Jan 18, 2011 @ 09:56:36
Someone added up all the tests that House prescribes in an average episode and it worked out to about $300,000. If you’re a hypochondriac with great insurance, you can have as many unnecessary tests as you’d like. That’s not unreasonable in the US health care system, except that all but the most premier health insurance companies would have cut you off long before you got to that point.
In the Canadian system, it’s the opposite: they perform the least number of tests possible to arrive at a diagnosis, then put you on the waiting list for a fix. A person with chronic pain may never get a satisfactory diagnosis, just a handful of pills if they’re lucky.
Where the difference in tiered health care really stands out is treatment of the elderly. In the US, age is no problem as long as you have money. They’ll keep you alive for another hundred years as long as you can pay. In Canada, there’s a philosophy that old people are going to die soon anyway, so why bother wasting perfectly good organs, blood, and medicine on them?
Jan 27, 2011 @ 14:00:05
Multi-tier healthcare is inevitably going to mean that you get what you pay for. That doesn’t necessarily mean the public system has to be worse quality than the private system — but it does mean that if the public system is going to have the best doctors, it will have to pay the most to keep them.

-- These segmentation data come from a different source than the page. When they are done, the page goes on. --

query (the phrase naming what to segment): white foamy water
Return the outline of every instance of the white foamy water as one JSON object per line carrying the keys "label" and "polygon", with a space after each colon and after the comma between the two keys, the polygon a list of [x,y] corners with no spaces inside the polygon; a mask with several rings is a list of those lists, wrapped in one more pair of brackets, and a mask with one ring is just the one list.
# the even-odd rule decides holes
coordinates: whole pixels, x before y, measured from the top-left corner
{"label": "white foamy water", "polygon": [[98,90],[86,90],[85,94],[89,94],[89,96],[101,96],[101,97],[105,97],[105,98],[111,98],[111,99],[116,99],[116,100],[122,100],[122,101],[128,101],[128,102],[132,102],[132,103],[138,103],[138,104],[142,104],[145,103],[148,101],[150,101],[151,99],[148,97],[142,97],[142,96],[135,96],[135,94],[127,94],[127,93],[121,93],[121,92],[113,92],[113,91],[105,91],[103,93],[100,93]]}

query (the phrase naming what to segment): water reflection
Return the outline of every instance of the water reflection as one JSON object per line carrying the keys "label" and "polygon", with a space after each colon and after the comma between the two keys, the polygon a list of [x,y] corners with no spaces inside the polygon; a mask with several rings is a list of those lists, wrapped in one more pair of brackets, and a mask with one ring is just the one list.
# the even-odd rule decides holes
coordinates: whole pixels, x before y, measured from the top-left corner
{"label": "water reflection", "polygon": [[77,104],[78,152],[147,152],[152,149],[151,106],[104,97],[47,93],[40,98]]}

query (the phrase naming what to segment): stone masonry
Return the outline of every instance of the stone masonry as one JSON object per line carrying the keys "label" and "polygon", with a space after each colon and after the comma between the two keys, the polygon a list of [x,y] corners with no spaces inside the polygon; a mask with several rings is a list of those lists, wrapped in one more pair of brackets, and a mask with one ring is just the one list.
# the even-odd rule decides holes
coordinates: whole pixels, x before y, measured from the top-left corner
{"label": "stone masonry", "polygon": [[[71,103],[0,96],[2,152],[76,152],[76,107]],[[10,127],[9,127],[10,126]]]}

The root problem is that Canadian governments have allowed their health systems to coast in the absence of serious competition. We spend around half what the Americans do, on a per-person basis, and we cover a larger portion of our population (i.e. all of us) with that smaller percentage.
The waiting lists are one symptom of an under-funded healthcare system. We can increase funding one of two ways: (a) collectively, or (b) privately. The vast majority of Canadians will see more of a benefit if we invest collectively than if we invest privately.